Collaborators at the University of Copenhagen, while exploring why
pregnant women are particularly susceptible to malaria, found that
the mosquito-borne parasite that causes malaria also produces a
protein that binds to a particular type of sugar molecule in the
placenta.
Researchers found that the same type of sugar molecule also is
present in many types of cancer.
Scientists at the University of British Columbia, Vancouver
Coastal Health and the BC Cancer Agency, working with those from
Copenhagen, realized that the sugar molecule - oncofetal
chondroitin sulfate - could be a target for anti-cancer drugs, and
that the malarial protein, called VAR2CSA, could provide the tool
for carrying such drugs to tumors.
TGen scientists were called in to help test the theory.
"Based on our clinical data, we helped validate that this could be
applied to melanoma and lung cancers," said Dr. Nhan Tran, an
Associate Professor in TGen's Cancer and Cell Biology Division, and
one of the authors of the study. "This specific type of
developmental protein - oncofetal chondroitin sulfate - is
expressed in the placenta, and is also expressed in lung cancer and
in melanoma."
Malaria uses VAR2CSA to embed itself in the placenta - hiding
itself from the immune system - by binding to oncofetal chondroitin
sulfate.
In laboratory experiments, researchers found that if they used the
malarial protein, VAR2CSA, and attached an anti-cancer drug to it,
it would bind with the oncofetal protein in the cancer, delivering
the drug to the tumor.
The results of the scientific study - Targeting Human Cancer
by a Glycosaminoglycan Binding Malaria Protein - were
published Oct. 12 in the journal Cancer Cell.
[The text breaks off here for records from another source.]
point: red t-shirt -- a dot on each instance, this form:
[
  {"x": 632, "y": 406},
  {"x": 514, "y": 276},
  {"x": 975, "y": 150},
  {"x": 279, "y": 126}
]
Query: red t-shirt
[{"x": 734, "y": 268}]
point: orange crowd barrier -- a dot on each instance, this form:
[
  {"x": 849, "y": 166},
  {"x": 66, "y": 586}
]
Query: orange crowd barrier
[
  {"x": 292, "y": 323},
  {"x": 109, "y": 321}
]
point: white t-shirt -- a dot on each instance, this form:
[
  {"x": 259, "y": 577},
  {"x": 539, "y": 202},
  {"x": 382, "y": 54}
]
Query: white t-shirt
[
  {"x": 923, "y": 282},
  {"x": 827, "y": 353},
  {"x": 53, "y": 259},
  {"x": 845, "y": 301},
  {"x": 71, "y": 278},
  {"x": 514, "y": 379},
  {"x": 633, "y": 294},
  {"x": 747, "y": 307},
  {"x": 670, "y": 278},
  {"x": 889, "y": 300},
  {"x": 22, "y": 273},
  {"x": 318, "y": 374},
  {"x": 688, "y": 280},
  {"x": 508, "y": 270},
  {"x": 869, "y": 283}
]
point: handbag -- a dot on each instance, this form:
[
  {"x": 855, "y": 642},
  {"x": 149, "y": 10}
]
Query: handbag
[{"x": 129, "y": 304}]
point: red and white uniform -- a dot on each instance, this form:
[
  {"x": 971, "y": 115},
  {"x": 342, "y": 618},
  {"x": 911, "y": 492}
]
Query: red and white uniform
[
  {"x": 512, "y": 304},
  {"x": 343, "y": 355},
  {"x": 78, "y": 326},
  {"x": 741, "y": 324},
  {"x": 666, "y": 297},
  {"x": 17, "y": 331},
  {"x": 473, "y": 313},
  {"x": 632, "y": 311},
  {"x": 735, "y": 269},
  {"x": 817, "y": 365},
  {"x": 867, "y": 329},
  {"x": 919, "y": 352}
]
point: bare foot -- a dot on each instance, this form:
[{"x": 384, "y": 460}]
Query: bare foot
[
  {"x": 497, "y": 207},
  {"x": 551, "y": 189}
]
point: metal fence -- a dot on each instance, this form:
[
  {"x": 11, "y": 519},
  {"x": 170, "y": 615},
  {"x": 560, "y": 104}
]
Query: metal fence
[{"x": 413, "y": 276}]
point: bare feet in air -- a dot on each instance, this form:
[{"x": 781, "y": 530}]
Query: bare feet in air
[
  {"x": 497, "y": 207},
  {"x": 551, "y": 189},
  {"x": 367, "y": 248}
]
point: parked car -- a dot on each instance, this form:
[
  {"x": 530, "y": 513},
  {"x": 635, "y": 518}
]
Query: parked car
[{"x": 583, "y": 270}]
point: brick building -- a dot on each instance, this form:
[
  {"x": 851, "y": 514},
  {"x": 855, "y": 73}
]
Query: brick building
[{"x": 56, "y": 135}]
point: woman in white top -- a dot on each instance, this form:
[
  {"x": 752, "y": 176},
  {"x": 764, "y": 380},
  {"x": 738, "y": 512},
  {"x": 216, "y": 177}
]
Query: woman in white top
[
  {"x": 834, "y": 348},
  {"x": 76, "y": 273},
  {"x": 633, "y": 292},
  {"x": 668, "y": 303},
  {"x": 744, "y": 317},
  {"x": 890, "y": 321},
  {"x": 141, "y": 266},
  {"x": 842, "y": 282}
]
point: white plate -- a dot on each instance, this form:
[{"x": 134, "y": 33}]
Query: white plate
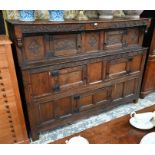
[
  {"x": 140, "y": 124},
  {"x": 148, "y": 139}
]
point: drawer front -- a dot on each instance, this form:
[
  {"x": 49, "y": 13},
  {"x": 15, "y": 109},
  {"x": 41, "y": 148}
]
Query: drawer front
[
  {"x": 43, "y": 47},
  {"x": 57, "y": 80},
  {"x": 48, "y": 46},
  {"x": 89, "y": 100},
  {"x": 115, "y": 39},
  {"x": 62, "y": 79},
  {"x": 66, "y": 107},
  {"x": 124, "y": 66},
  {"x": 53, "y": 110}
]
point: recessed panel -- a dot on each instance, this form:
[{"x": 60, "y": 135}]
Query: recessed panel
[{"x": 95, "y": 72}]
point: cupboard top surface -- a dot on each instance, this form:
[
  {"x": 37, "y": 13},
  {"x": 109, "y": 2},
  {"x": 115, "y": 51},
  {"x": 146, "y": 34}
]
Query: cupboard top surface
[{"x": 38, "y": 22}]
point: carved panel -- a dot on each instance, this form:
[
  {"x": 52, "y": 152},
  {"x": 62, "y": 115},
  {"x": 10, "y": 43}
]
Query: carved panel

"Scientists have spent decades trying to find biochemical
similarities between placenta tissue and cancer, but we just didn't
have the technology to find it," said project leader Mads Daugaard,
an assistant professor of urologic science at UBC and a senior
research scientist at the Vancouver Prostate Centre, part of the
Vancouver Coastal Health Research Institute. "When my colleagues
discovered how malaria uses VAR2CSA to embed itself in the
placenta, we immediately saw its potential to deliver cancer drugs
in a precise, controlled way to tumors."
"This is an extraordinary finding that paves the way for targeting
sugar molecules in pediatric and adulthood human cancer, and our
groups are vigorously pursuing this possibility together," said
Poul Sorensen, a UBC professor of Pathology and Laboratory Medicine
and distinguished scientist with the BC Cancer Agency and co-senior
investigator on the study.
"There is some irony that a disease as destructive as malaria
might be exploited to treat another dreaded disease," said Ali
Salanti, a professor of immunology and microbiology at the Centre
for Medical Parasitology, at University of Copenhagen.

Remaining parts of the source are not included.